Sankey diagrams are important for many reasons, especially when you want to understand complicated flows without getting a headache. Here’s why they’re a big deal:

  1. Get the Big Picture Quickly: Sankey diagrams display everything in one easy-to-understand visualization. It is like getting a bird’s-eye view of a busy city. You can see where things start, where they end up, and what routes they take to get there.
  2. Spot the important details: The Sankey Diagram clarifies where most resources (like energy, money, or web traffic) go. This helps you focus on what’s important and what you need to change.
  3. Ability to understand complex activities: Some things are super complicated, with many parts and pieces. Sankey diagrams break these down into something way easier to get. They can turn pages of boring numbers into a colorful visualization that tells the same story.
  4. Make better decisions: When you see how resources move and change, you have what you need to make smart decisions.
  5. Communicating Clearly: If you have tried explaining something complicated, you know it is sometimes tough. Sankey diagrams are great for sharing because they clarify your point without much back and forth. They’re like a universal language for tough ideas.

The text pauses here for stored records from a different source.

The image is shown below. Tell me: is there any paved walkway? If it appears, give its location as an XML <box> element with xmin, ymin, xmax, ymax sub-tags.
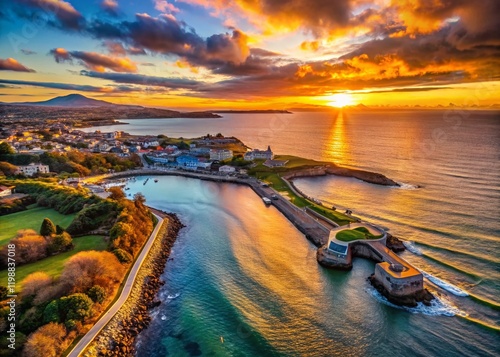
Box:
<box><xmin>68</xmin><ymin>216</ymin><xmax>163</xmax><ymax>357</ymax></box>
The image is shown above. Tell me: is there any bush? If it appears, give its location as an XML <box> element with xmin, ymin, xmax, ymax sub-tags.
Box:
<box><xmin>112</xmin><ymin>249</ymin><xmax>134</xmax><ymax>264</ymax></box>
<box><xmin>58</xmin><ymin>293</ymin><xmax>94</xmax><ymax>321</ymax></box>
<box><xmin>87</xmin><ymin>285</ymin><xmax>106</xmax><ymax>303</ymax></box>
<box><xmin>48</xmin><ymin>232</ymin><xmax>73</xmax><ymax>254</ymax></box>
<box><xmin>40</xmin><ymin>218</ymin><xmax>56</xmax><ymax>237</ymax></box>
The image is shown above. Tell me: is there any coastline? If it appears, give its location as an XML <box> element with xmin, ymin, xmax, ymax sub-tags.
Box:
<box><xmin>82</xmin><ymin>207</ymin><xmax>184</xmax><ymax>357</ymax></box>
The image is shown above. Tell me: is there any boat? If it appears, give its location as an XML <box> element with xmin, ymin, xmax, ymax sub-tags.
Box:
<box><xmin>262</xmin><ymin>197</ymin><xmax>272</xmax><ymax>205</ymax></box>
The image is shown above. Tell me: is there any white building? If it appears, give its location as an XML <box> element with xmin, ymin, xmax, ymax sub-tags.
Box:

Frequently Asked Questions about Sankey Diagrams

What is the Sankey Diagram used for?

You can use the diagram for various purposes. Its main function is to visualize a particular resource’s flow (money, time allocation, various activities) between two or more categories.

What are the benefits of customizing Sankey charts in Excel?

One of the great advantages of the Sankey Diagram is that it is customizable, like most charts in Excel, and offers different views.

What type of data does it generally use?

You can use a data set that contains various categories. The main point is that you can only use numbers in the last column of your data set.

What is similar to the Sankey diagram?

If you want to use another chart type, the Sales Funnel is the recommended type of visualization. If you are in Sales, follow the activities from the first cold call to purchase using a Sales Funnel.

What are the principles for an effective Sankey diagram?

Avoid creating complicated diagrams! Remember the following rule: use a maximum of 3 or 4 nodes and try to keep the number of flows below 10. Without these conditions, the diagram loses its most important property.

What represents nodes?

The wider node represents greater resource usage between the two categories. It is crucial to identify non-efficient or less efficient areas or activities. Sankey Diagram provides a quick analysis tool; you can easily identify the critical points. Just create a different scenario based on the result and regenerate the chart.

Final words

Creating a Sankey Diagram using the earlier method is not difficult but time-consuming. The main disadvantage of this solution is that you can implement additional calculations when the structure has changed. We recommend using a dedicated Excel add-in to build an effective Sankey Diagram fast without struggling with manual calculations.